2024 will also see the release of “Unsung Hero,” a biopic about the Grammy Award-winning band For King and Country.

The recent rush of Christian entertainment may seem oddly timed because religious faith is on the decline. A 2023 report from the Public Religion Research Institute found that religion is less important in practitioners’ lives and religious affiliation and participation are generally declining.

It might be that this entertainment is thriving because it’s figured out how to capture the audience it does have. “The contemporary religious movie isn’t an epic. It’s a smaller-scale model that recognizes its audience is niche, almost entirely domestic, and the films are made to that scale,” Tom Brueggemann wrote for Indie Wire.

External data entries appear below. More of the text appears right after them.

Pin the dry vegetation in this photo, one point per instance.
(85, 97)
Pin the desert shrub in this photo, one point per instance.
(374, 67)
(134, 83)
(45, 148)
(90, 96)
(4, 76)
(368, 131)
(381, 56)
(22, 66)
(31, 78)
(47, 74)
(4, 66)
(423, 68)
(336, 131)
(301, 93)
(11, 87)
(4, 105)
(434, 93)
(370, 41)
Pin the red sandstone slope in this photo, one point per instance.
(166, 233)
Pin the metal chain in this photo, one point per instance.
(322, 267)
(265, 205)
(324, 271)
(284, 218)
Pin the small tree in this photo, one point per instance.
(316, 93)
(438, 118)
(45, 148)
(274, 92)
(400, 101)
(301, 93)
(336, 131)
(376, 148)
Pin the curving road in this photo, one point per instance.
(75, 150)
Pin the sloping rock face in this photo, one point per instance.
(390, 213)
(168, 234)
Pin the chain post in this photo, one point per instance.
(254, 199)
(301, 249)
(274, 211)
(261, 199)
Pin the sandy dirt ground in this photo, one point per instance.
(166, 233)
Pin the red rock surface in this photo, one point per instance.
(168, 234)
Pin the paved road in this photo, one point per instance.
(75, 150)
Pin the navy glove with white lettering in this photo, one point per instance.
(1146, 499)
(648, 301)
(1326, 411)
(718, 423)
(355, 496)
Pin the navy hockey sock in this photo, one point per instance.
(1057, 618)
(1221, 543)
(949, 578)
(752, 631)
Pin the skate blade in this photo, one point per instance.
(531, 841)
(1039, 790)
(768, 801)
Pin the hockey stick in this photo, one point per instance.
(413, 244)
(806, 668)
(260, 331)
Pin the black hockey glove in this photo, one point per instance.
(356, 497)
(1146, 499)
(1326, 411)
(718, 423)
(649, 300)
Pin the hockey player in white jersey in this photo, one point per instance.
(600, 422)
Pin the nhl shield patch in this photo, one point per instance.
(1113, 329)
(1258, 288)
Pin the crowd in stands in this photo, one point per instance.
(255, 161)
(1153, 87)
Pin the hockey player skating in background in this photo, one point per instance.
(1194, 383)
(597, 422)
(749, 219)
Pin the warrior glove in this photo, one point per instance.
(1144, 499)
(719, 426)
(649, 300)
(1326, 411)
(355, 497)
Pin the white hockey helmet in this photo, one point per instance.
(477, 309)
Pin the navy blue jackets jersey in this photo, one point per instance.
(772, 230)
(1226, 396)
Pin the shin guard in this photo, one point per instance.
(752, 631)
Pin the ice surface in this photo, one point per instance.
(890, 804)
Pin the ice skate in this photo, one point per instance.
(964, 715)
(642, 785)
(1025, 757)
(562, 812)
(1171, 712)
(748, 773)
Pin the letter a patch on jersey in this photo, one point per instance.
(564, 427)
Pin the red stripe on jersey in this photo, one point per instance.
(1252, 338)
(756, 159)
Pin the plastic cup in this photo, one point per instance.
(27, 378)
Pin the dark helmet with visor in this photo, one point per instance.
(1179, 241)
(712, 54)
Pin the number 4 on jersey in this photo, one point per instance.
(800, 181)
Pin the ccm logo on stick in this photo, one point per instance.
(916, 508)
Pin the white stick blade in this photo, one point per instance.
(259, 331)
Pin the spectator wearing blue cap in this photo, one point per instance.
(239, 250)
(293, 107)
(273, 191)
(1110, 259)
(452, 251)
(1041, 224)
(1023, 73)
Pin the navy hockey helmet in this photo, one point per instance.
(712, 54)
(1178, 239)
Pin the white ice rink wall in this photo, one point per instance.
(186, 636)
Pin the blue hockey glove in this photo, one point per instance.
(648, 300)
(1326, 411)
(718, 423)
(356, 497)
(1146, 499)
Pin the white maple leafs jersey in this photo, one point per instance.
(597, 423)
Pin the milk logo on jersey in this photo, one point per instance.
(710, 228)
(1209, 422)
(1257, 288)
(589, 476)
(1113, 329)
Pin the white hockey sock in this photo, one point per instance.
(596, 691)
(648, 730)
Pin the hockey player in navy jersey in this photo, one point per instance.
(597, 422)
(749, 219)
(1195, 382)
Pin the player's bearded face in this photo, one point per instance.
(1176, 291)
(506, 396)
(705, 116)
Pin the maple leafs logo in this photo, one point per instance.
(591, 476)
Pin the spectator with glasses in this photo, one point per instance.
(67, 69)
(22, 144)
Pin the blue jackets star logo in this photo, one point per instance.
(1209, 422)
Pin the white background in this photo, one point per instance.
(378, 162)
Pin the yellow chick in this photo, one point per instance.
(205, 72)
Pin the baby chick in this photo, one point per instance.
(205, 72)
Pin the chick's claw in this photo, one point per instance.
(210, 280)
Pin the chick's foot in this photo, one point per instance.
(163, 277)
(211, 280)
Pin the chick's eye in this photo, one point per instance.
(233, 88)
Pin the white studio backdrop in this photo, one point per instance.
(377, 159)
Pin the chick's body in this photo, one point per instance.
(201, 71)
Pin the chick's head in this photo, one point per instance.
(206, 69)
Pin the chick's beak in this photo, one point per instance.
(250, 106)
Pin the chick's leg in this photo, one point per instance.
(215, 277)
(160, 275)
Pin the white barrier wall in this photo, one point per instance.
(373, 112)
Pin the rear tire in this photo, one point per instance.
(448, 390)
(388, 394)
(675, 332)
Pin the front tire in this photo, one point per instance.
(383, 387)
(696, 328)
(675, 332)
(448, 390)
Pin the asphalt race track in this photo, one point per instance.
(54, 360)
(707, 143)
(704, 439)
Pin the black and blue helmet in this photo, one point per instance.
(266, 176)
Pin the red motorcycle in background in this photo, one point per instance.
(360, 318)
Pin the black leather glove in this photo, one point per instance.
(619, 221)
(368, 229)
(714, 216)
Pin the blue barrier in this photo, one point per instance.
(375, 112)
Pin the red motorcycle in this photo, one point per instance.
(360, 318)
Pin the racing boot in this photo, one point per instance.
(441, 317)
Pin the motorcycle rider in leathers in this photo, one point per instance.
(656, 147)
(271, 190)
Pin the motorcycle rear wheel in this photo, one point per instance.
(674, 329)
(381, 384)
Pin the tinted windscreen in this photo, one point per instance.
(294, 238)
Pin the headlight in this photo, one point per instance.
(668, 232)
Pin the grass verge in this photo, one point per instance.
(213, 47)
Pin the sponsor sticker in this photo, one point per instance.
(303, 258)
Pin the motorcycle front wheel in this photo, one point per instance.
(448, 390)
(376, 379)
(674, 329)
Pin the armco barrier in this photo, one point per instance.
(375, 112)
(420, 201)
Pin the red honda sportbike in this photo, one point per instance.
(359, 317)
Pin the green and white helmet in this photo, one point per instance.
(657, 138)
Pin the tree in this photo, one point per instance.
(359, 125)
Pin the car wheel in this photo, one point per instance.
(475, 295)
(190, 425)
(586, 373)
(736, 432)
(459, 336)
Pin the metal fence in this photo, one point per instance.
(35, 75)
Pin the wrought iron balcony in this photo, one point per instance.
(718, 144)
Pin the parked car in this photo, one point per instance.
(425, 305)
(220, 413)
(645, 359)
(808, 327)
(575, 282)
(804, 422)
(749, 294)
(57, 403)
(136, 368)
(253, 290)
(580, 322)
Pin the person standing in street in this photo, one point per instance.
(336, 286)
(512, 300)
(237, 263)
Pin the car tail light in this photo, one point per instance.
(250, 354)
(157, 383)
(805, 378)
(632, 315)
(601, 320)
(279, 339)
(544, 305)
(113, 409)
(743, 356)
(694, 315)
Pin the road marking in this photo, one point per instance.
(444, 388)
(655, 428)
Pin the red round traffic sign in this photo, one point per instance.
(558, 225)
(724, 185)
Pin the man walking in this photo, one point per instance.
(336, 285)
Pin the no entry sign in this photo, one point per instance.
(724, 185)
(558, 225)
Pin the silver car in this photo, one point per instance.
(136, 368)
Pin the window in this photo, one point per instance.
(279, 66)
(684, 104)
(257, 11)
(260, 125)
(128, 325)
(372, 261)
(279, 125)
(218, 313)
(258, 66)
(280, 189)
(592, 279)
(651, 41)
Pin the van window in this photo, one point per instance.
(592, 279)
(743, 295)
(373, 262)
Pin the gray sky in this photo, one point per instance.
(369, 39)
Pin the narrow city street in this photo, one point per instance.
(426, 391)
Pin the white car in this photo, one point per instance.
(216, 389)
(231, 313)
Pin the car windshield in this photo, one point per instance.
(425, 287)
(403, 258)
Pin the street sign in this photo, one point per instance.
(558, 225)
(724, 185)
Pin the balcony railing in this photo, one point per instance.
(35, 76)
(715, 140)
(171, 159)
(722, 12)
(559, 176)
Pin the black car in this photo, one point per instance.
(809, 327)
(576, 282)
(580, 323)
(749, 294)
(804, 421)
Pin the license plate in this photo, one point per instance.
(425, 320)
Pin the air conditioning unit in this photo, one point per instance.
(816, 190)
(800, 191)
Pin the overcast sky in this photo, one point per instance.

In other words, filmmakers are laser focused on the kind of content that draws those who already are the target for Christian entertainment and makes content that speaks to them.

That’s one school of thought. There are TV shows and movies that seem directed toward the niche audience for Christian entertainment.

But there’s another way of looking at this kind of content that some filmmakers are embracing: Christian entertainment that appeals to a general audience.

The future of Christian entertainment will likely include both.